Another necessity we have to face quickly is to identify reference dose levels specifically designed for paediatric patients. The European Regulation EUR 16262, which dates back fifteen years and has been in force until now, reported reference dose levels for the various radiological procedures only for adult patients (European Commission 1999). The recent publication of the new council directive 2013/59/Euratom entitled “Laying down basic safety standards for protection against the dangers arising from exposure” (Council Directive (EC) 2013/59/EURATOM) has driven the European Commission to approve a project on the establishment of European diagnostic reference levels (DRLs) for paediatric patients. The project, promoted by the European Society of Paediatric Radiology, European Federation of Radiographer Societies and the European Federation of Organizations for Medical Physics, aims to provide European DRLs for paediatric examinations and to promote their use in order to optimise children’s radiation protection, with a specific focus on CT, interventional procedures using fluoroscopy, and digital radiographic imaging.
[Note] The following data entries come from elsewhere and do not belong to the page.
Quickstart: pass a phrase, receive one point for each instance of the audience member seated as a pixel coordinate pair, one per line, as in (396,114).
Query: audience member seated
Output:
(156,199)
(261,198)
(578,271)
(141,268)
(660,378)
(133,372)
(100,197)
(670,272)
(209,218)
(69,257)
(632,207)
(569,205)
We can assert that paediatric radiology is undergoing a cultural change. We have much improved the communication between the different actors in the radiological field, including manufacturers and patients, but we must further grow our awareness about radiation risks in order to choose the most suitable diagnostic tool, and respect appropriateness and optimisation criteria, which acquire a greater value for paediatric patients. We must pay much more attention to our daily practice, especially in radiological sites lacking specific paediatric expertise. The cooperation of all actors in the radiologic area is an essential requisite in order to realise this change.